Osteoarthritis (OA), also known as degenerative joint disease, is a mechanical abnormality involving degradation of joints, including cartilage and bone. The joints just wear out from a lifetime of use. Common symptoms include joint pain, tenderness and stiffness.
Osteoarthritis affects nearly 27 million people in the United States, accounting for 25% of visits to primary care physicians. It is estimated that 80% of the population have radiographic evidence of OA by age 65.
Does vitamin D help OA? Dr. Timothy McAlindon and colleagues at Tufts Medical Center wanted to know, and recently conducted a study to find out. They found that vitamin D does not help.

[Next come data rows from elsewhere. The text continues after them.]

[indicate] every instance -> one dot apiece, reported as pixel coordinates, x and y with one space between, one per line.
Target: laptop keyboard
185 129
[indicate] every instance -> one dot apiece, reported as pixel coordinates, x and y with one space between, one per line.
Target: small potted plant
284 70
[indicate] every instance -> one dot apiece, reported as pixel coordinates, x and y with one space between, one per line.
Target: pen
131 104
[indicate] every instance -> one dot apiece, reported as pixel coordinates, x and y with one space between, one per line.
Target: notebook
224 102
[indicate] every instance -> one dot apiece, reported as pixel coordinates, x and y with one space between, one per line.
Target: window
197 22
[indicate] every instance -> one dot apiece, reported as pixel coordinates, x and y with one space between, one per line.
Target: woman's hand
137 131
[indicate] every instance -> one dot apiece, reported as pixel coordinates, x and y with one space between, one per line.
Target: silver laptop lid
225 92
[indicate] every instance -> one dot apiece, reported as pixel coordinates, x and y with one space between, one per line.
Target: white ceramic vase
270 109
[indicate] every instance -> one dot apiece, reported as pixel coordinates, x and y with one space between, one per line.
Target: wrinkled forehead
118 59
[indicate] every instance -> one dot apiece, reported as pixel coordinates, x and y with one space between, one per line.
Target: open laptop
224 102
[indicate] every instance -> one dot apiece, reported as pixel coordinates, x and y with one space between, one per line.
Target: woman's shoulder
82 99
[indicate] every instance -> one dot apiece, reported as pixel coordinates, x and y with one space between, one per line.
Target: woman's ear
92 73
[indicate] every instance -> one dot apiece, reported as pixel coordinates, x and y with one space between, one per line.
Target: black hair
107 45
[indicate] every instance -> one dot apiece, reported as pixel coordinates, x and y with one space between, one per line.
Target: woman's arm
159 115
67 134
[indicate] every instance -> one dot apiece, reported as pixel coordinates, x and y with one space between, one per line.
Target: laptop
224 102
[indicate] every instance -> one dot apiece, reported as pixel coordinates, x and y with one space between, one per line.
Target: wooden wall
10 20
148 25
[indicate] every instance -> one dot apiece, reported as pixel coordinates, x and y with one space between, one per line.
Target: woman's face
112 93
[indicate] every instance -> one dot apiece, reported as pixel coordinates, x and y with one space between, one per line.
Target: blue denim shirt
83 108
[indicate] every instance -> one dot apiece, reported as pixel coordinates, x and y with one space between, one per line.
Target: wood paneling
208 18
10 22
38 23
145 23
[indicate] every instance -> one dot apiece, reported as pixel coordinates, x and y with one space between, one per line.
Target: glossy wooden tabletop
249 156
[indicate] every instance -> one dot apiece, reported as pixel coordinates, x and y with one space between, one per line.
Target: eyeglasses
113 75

McAlindon T, LaValley M, Schneider E, Nuite M, Lee JY, Price LL, Lo G, Dawson-Hughes B. Effect of vitamin D supplementation on progression of knee pain and cartilage volume loss in patients with symptomatic osteoarthritis: a randomized controlled trial. JAMA. 2013 Jan 9;309(2):155-62.
They randomized 146 participants to a vitamin D group or a placebo group. Sixty-four patients finished the study taking vitamin D and 60 finished it on placebo. For the vitamin D arm, participants took at least 2000 IU/day, and researchers increased the dose to ensure that levels were at least 36 ng/mL. Twenty-three participants received vitamin D dose escalations as follows:
Knee pain decreased in both groups with no significant differences between groups at any time. Cartilage volume decreased equally in both groups by about 4% during the two years of the study. There were no significant differences in pain relief or functional assessments between groups, although trends in pain (p=.17) and functionality (P=.07) favored the treatment group.
However, the mean plasma 25-hydroxyvitamin D level rose in the treatment group only rose from 22.7 to 38.5ng/mL after 24 months of treatment. Despite the goal of getting the entire treatment arm above 36 ng/ml with dose escalation, only 61% of the vitamin D group reached the target level of 36 ng/mL by the 24th month. The authors did not explain why their dose escalation regimen did not get all participants above their stated goal of 36 ng/ml.
It is unlikely that vitamin D can repair worn out joints, although I do find it likely that higher vitamin D doses can help the pain of OA. In fact, their own study showed that trends favored the treatment group in both pain and functionality.